Tidal energy looks promising, but both installation costs and maintenance remain huge obstacles.  Nonetheless, technologies are advancing in this field, and many prototype projects, as well as a few permanent installations, have been completed.
Smaller-scale, rooftop solar power installations have become extremely popular in sunny climates.  The cost of solar cells has plummeted to the point that solar power produced at homes and commercial buildings is becoming economically viable after government incentives are factored in.  While the solar cells themselves are now relatively cheap, installation remains costly.  Meanwhile, solar cells require regular maintenance, and their efficiency degrades steadily as they age in place. 

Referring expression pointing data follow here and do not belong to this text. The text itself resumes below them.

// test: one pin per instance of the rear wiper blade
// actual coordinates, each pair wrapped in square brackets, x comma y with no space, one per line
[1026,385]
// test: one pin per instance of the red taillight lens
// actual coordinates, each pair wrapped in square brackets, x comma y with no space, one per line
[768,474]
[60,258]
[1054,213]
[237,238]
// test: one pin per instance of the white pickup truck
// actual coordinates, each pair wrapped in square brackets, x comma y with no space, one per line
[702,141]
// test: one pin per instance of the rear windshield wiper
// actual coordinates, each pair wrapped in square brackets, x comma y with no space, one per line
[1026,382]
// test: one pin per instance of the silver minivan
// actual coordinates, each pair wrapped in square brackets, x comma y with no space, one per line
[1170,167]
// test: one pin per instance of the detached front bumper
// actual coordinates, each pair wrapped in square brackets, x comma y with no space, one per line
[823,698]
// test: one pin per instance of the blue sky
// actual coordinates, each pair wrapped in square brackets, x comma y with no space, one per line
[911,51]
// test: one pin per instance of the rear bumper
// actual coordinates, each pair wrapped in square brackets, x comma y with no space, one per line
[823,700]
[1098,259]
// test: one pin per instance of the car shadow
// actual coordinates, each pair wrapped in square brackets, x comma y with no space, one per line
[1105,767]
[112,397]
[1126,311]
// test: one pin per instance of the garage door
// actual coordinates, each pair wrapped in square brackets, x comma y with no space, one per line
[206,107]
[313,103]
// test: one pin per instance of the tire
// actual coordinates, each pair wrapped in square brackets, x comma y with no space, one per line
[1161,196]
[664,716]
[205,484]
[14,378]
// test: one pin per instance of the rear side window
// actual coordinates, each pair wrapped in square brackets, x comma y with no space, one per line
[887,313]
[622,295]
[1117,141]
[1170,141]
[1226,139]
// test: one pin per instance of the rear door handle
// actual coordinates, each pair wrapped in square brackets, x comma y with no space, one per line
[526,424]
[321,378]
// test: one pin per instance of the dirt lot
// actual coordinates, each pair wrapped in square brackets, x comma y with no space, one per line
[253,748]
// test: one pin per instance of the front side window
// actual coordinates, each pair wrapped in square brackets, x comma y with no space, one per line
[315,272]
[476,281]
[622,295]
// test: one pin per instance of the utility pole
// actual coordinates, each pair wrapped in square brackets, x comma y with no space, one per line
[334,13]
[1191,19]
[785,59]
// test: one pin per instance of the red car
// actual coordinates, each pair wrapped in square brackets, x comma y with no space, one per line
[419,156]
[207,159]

Massive, utility-scale solar has been a different story.  Such plants required multi-billion-dollar investments in relatively unproven technologies.  Many of the largest projects have been total disappointments.
The renewable energy sector will continue to evolve rapidly, as new technologies offer breakthroughs and greater efficiencies are reached.  The biggest gains will occur when powerful new batteries are finally developed that make it cost-effective to store solar and wind power where they are produced, for release as needed even when wind or sunlight are not available.